I think the justification for bounded utility functions might not be because they are the true utility functions, but because they avoid certain problems with utility functions that can tend to infinity. I could infinitely value infinite chocolate, and then the AI values all courses of action which have a nonzero probability of infinite chocolate (which is all of them) with infinite expected utility, and cannot make a choice.
In this case the question is not to get the AI to follow our utility function, but to follow one similar enough to lead to a positive outcome, while avoiding problems to do with infinity.
Perhaps the problem here is that one is bounding utility but is allowing arbitrary large concept space. If concept space is bounded by setting all probabilities < epsilon equal to zero for the purposes of utility functions, then this problem would not arise, although I suspect that this approach may cause problems of its own.
It could be a situation where we have very large resources and an exponentially large concept space.
If we have enough uncertainty about what bit of concept space we’re looking for to make a power-law distribution appropriate, then “very large” can still be “severely limited” (and indeed must be to make the amount of resources going to each kind of maybe-chocolate be small).
true utility functions [...] problems with utility functions that can tend to infinity.

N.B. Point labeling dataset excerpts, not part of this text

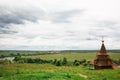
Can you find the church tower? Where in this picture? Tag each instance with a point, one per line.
(103, 60)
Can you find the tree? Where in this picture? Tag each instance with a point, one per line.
(64, 62)
(58, 63)
(55, 60)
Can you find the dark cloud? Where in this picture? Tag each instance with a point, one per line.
(19, 15)
(10, 15)
(64, 16)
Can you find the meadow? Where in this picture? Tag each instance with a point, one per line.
(33, 71)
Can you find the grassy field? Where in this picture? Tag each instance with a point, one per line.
(34, 71)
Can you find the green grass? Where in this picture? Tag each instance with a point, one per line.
(51, 72)
(72, 56)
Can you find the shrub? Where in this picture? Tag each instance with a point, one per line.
(58, 63)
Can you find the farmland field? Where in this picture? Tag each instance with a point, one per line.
(34, 71)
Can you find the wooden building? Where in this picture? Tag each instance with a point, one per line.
(103, 61)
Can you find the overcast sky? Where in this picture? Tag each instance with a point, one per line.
(59, 24)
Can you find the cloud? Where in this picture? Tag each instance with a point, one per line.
(64, 16)
(9, 15)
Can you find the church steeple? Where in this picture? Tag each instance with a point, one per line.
(103, 49)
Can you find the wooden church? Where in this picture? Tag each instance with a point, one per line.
(103, 61)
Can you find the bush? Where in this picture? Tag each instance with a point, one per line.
(58, 63)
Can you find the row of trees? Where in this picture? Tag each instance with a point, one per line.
(56, 62)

Yes. But I wouldn’t characterize this as giving the AI an approximation to our utility function that avoids problems to do with infinity—because I don’t think we have a utility function in a strong enough sense for this to be distinguishable from giving the AI our utility function. We have a vague hazy idea of utility that we can (unreliably, with great effort) by a little bit quantitative about in “small” easy cases; we don’t truly either feel or behave according to any utility function; but we want to give the AI a utility function that will make it do things we approve of, even though its decisions may be influenced by looking at things far beyond our cognitive capacity.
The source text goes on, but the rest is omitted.